Murder Doll by Milton K. Ozaki
Berkley Diamond D2016
She fluttered mascaraed eyelashes and laid a hand on my arm. "Has anyone ever told you you're handsome?"
"Sure," I said, "my mother. What's your name, baby?"
Novels containing characters that deliver a hardboiled narrative have always been a favorite of mine. And Milton Ozaki's Chicago P.I. Carl Good definitely fits that bill. Good describes himself as having "features like a fistful of dough and carrying the beginning of a paunch." He then adds in his favor are height and broad shoulders. In WWII, Carl Good was a paratrooper who saw plenty of action and did his share of killing. He's an impetuous guy who likes Scotch and girls, and fancies himself as a rough, tough guy in a fight. He knows the town and has plenty of connections, which is a big benefit for a man in his line of work.
Right out of the gates, Carl Good is trying to locate the missing Orville Pederson. Hired by his wife, Pederson has been gone for a few weeks and left her without any spending cash. Good finds Pederson's plaything in a Chicago B-girl joint, but in a few minutes she is dead after taking a poisoned drink intended for Good. He learns that Pederson is connected to the Chicago mob and performs real estate deals for them. And through his many street contacts, Good finds out the the heat has been turn up and this is making things difficult for mob operations. It's causing friction in the ranks that is leaving an opportunity for a Philadelphia kingpin to elbow in. Pisano, the standing boss, offers Good $25,000 to find the identity of the person the Philadelphia boys have sent to orchestrate the takeover. All they know is that it is a woman and she's a looker. Carl Good isn't one to let a financial opportunity go to waste, he adds that job to his plate because this is "real money." Later he realizes that both cases are interconnected and as usual in these PI plots, Good is smack dab in the middle of both of them.
As I said, I'm a sucker for hardboiled narrative and Murder Doll has some of the best I've read in a while. Here are a few that I liked:
"She's just a hooker," I insisted flatly. "She hasn't got enough brains to file her toenails."
I went up the side of a pile of two-by-fours like a scared cat and flattened myself on the rough timber like juice on a platter.
She came to me and lifted herself onto my lap.
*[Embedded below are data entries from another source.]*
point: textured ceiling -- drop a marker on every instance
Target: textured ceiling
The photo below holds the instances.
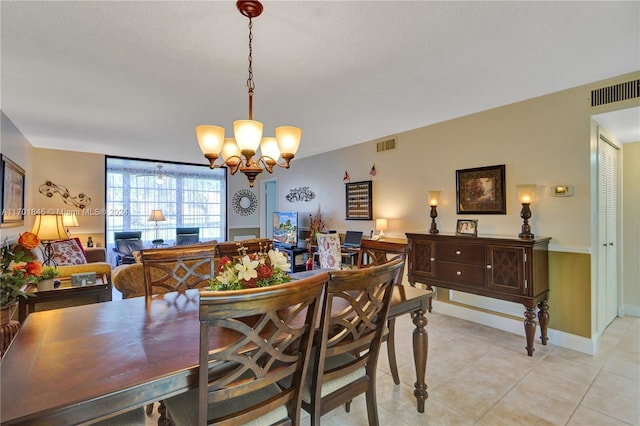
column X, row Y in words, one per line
column 135, row 78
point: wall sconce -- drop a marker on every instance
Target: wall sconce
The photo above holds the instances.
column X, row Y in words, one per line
column 434, row 199
column 526, row 193
column 49, row 227
column 381, row 226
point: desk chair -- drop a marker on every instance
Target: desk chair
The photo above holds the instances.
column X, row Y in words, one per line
column 344, row 360
column 187, row 236
column 373, row 253
column 273, row 329
column 176, row 269
column 125, row 244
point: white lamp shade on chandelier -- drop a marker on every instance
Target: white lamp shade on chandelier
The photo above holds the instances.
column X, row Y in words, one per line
column 248, row 133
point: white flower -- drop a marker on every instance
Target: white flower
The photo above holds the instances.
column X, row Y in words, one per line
column 247, row 269
column 279, row 260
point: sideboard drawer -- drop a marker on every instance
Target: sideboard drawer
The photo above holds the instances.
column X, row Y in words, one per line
column 468, row 275
column 473, row 254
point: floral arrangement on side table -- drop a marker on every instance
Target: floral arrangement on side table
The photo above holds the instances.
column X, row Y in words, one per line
column 251, row 271
column 18, row 268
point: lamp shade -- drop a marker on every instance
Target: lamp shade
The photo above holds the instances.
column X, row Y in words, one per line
column 157, row 216
column 526, row 193
column 230, row 151
column 210, row 139
column 381, row 224
column 70, row 220
column 288, row 138
column 434, row 198
column 248, row 134
column 49, row 227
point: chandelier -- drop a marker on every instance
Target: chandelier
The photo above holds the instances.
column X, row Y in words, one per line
column 248, row 133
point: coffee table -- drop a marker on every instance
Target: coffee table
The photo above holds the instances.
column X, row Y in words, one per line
column 101, row 290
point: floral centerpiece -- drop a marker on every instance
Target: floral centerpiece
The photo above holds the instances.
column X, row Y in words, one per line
column 251, row 271
column 18, row 268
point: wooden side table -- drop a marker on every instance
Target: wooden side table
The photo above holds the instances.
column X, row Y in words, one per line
column 101, row 291
column 7, row 333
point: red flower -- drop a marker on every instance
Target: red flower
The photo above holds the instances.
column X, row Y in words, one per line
column 264, row 271
column 29, row 240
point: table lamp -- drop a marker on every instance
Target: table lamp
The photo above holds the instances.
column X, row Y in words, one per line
column 157, row 216
column 526, row 193
column 70, row 220
column 434, row 199
column 381, row 226
column 49, row 227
One arm went around my neck and her mouth searched for mine. I felt like spitting after the kiss, but I didn't.
As for the storyline, the majority of the time you can tell what is going to happen. But there are a few surprises. One is when an enraged Good chokes a thug to death after failing to make the guy talk. Later Good finds out that the thug had his tongue cut out. This didn't seemed to bother the PI at all. There's also a remarkable scene when Good is being hunted down in a lumber yard. In his pocket he happens to have a grenade that he took off a bobby-trap that was setup for him. Removing the firing pin with his teeth and lobbing it at his pursuers makes a satisfying payback. A couple of things come off silly in the plot. One is having a woman organizing the takeover of the deep-rooted Chicago vice organization. The other is a wild scene at a Nudist park where Carl Good is strutting his stuff trying to get the lowdown on how the woman is luring men away from Pisano's organization. And if you can swallow these, you'll find a good crime mystery in your hands. Milton Ozaki has Carl Good operating in the streets of Chicago where the surroundings are dark and grimy. Good isn't your compassionate P.I. and he definitely isn't in the game to be morally upright. He does it for the money and it also is a good occupation for him to release an inborn fury onto the bad guys. I liked the guy and will dig out a few more of his paperbacks. Chicago's Carl Good is a hard-headed and conniving private detective, who should have gotten more literary recognition.
This Berkley paperback edition was actually published in 1959. Murder Doll first appeared in the 1952 Phantom Books paperback authored under the name Robert O. Saber, a pseudonym used by Milton Ozaki.